Das indische Generalkonsulat im neuseeländischen Auckland hat die Visumanträge von mehr als zwei Dutzend Menschen unterstützt, die letzten Monat im Rahmen einer „Kulturdelegation“ an einer Holi-Veranstaltung in der Stadt teilgenommen haben.
Laut , hat die indische diplomatische Vertretung in Auckland ein Unterstützungsschreiben für 29 Visumantragsteller verschickt. In dem Brief hieß es, dass die in Delhi ansässige CD Foundation mit dem Konsulat zusammenarbeite und die „Kulturdiplomatie-Initiative“ anführe.
Achtzehn Personen der Gruppe kamen in Neuseeland an. Laut Immigration New Zealand haben drei davon das Land inzwischen verlassen und 15 sind im Land geblieben.
Die Künstler reisten letzten Monat als Teil einer Gruppe, die die Bollywood-Sängerin Shibani Kashyap zu Holi-Feierlichkeiten im ganzen Land begleitete, nach Neuseeland.

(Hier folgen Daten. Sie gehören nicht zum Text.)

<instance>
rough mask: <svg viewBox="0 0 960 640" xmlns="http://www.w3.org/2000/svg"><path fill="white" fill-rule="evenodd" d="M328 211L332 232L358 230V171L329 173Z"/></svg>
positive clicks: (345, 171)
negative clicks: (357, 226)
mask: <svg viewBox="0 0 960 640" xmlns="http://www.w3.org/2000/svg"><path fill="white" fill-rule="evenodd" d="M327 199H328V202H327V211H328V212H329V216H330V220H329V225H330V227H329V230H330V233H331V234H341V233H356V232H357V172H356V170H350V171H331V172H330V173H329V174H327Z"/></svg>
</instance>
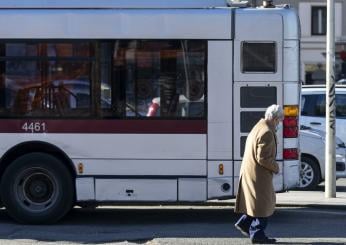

Doch auch nach der Feier blieben viele der Künstler trotz abgelaufenem Visum im Land. Die neuseeländische Einwanderungsbehörde startete daraufhin eine Kampagne, um Kontakt zu den Darstellern aufzunehmen. Die Agentur teilte mit, dass die Ermittlungsteams Informationen zu den den Kulturschaffenden ausgestellten Visa prüfen würden.
CD Foundation im Fokus
Die Holi-Veranstaltung wurde von der CD Foundation organisiert. Die von Charu Das gegründete Stiftung war zuvor am kulturellen Austausch zwischen Neuseeland und Indien beteiligt.
Im August letzten Jahres organisierte die CD Foundation ein neuseeländisches Kapitel der Kulturaustauschreihe „World & Us“ in Auckland, Hamilton und Whangarei. Im Januar folgte ein Kapitel in Indien, bei dem eine 30-köpfige Māori-Delegation am Kulturaustausch in drei indischen Bundesstaaten teilnahm – Delhi, Telangana und Odisha.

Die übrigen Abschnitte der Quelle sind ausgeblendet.